Parts Shortages & Delays

Supply chain issues are another major factor. Many car parts have become harder to source than they were a few years back, specially for newer models and imported vehicles. The lack of these parts (scarcity) makes the prices go up, and the wait time increases. 

These delays end up costing even more money to insurers. Since they still have to pay for storage fees and provide rental cars, all while the repairs are still pending. And in some cases these extra costs are the deciding factor that turn a simple repair into a write-off. For insurers, writing off a car early is way cheaper than waiting for its parts to arrive.

Increased Vehicle Value

The value of vehicles has increased since 2019, for both new and used cars. You would think that higher values would mean that write-offs have reduced but the opposite has happened.

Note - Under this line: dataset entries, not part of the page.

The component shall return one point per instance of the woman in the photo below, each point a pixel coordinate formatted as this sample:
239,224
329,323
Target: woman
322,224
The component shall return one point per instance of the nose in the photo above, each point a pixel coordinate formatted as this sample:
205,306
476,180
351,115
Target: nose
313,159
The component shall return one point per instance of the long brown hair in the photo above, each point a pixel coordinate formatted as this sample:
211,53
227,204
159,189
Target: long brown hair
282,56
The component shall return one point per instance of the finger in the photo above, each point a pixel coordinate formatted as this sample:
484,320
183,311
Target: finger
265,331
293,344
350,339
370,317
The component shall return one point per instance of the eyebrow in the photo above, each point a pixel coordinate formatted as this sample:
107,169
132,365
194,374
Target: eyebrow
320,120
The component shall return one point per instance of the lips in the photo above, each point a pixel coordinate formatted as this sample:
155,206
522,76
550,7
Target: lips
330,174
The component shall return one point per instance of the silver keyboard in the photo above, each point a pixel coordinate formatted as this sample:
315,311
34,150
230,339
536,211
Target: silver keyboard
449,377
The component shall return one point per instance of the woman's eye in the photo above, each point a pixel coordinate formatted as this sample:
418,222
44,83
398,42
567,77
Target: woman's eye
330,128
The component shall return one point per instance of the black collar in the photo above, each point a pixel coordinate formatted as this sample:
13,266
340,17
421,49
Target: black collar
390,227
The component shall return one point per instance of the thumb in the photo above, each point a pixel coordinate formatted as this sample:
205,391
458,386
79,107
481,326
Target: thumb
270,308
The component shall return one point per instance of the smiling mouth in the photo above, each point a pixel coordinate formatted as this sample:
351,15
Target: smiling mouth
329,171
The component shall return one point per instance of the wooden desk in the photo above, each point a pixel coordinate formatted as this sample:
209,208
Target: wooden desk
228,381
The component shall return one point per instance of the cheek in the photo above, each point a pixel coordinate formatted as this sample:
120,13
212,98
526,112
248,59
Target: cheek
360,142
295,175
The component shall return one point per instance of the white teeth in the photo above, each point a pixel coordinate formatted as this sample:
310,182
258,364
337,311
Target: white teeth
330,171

While the scrap car market has risen, the value of specific older vehicles may still be low. When a car is damaged, the cost of repairing its high-tech parts cost more than the car’s market value itself. The gap between repair cost and vehicle worth keeps on widening. It is particularly true for old cars who are at the end of their insurance cycle.

Aging Fleet

The vehicle fleet of Australia is getting older. The average age of cars on the road is projected to reach around 13 years by 2026. You see older vehicles have low market value even if they run just fine.

When any car meets an accident, insurers are more likely to declare them uneconomical due to high repair costs. As a result, more damaged cars are being written off. These old cars, which would have been repaired completely and returned on the road in another time are now sent for scrapping. This aging trend alone guarantees a slow rise in write-off numbers.

EV (electric vehicle) repair complexity

EVs add another layer to the challenge as well. See, EV batteries are expensive, sensitive, and highly regulated. Even a small damage near a battery system can trigger safety concerns, and there are only a limited number of qualified technicians that can repair EVs in Australia.

And because of this skills shortage and the high cost of battery components, it becomes an easy decision for insurers to write-off an EV rather than have it repaired even if the incident is minor. As EV adoption in Australia increases, these write-offs will become more and more common, sending newer and newer cars for scrapping.

What it means for scrap car industry

The rising number of write-offs has several implications for the car scrapping industry:

Increased volume of ELVs

The industry will see a large volume of ELVs entering the systems. This would include not just old cars and wrecked cars, but newer cars that are technically repairable but have been written off because repair costs are too high and are labelled as “total loss” by insurers. And this would increase the need for efficient scrap processing and a compliant car removal industry will grow, particularly in urban areas like Sydney.

Recycled parts market

The high cost and scarcity of new parts is causing both the mechanic and the consumer to use second hand, recycled parts. It will create demand for both salvaged parts and support a more circular economy. Scrap yards and cash for cars service providers play a key role in feeding into this supply chain.

Recycling standards and new challenges

The increase in write-offs are pushing the industry to have a more standardised recycling process and laws. You see the growing number in ELVs is highlighting the need for a more nationally consistent approach to recycle vehicles in Australia. Industry organisations like FCAI and MTAA are focusing on product stewardship schemes that aim to improve material recovery, manage harmful components, and as a result reduce landfill waste.

Technological Challenges

The increase in the number of EV adoption is causing technological challenges that recycling facilities are not prepared for. You know, newer cars have more plastic and electric parts as compared to old traditional ones before. EV batteries especially need to be handled and processed carefully. Businesses offering car removal and recycling services that adapt to this change and get proper equipment, trained staff will be able to position themself better in the market.

Conclusion 

In short, insurance write-offs are not increasing because cars are getting worse. These numbers are increasing because cars are becoming more complex, repairs are expensive. By 2026, these write-offs are only expected to increase rather than ease. For insurers, it means that they can deem more claims as total loss. For drivers, it means that they have to pay higher premiums and get few repair approvals. And for the scrap car removal and recycling industry, it means managing Australia’s evolving vehicle lifecycle appropriately.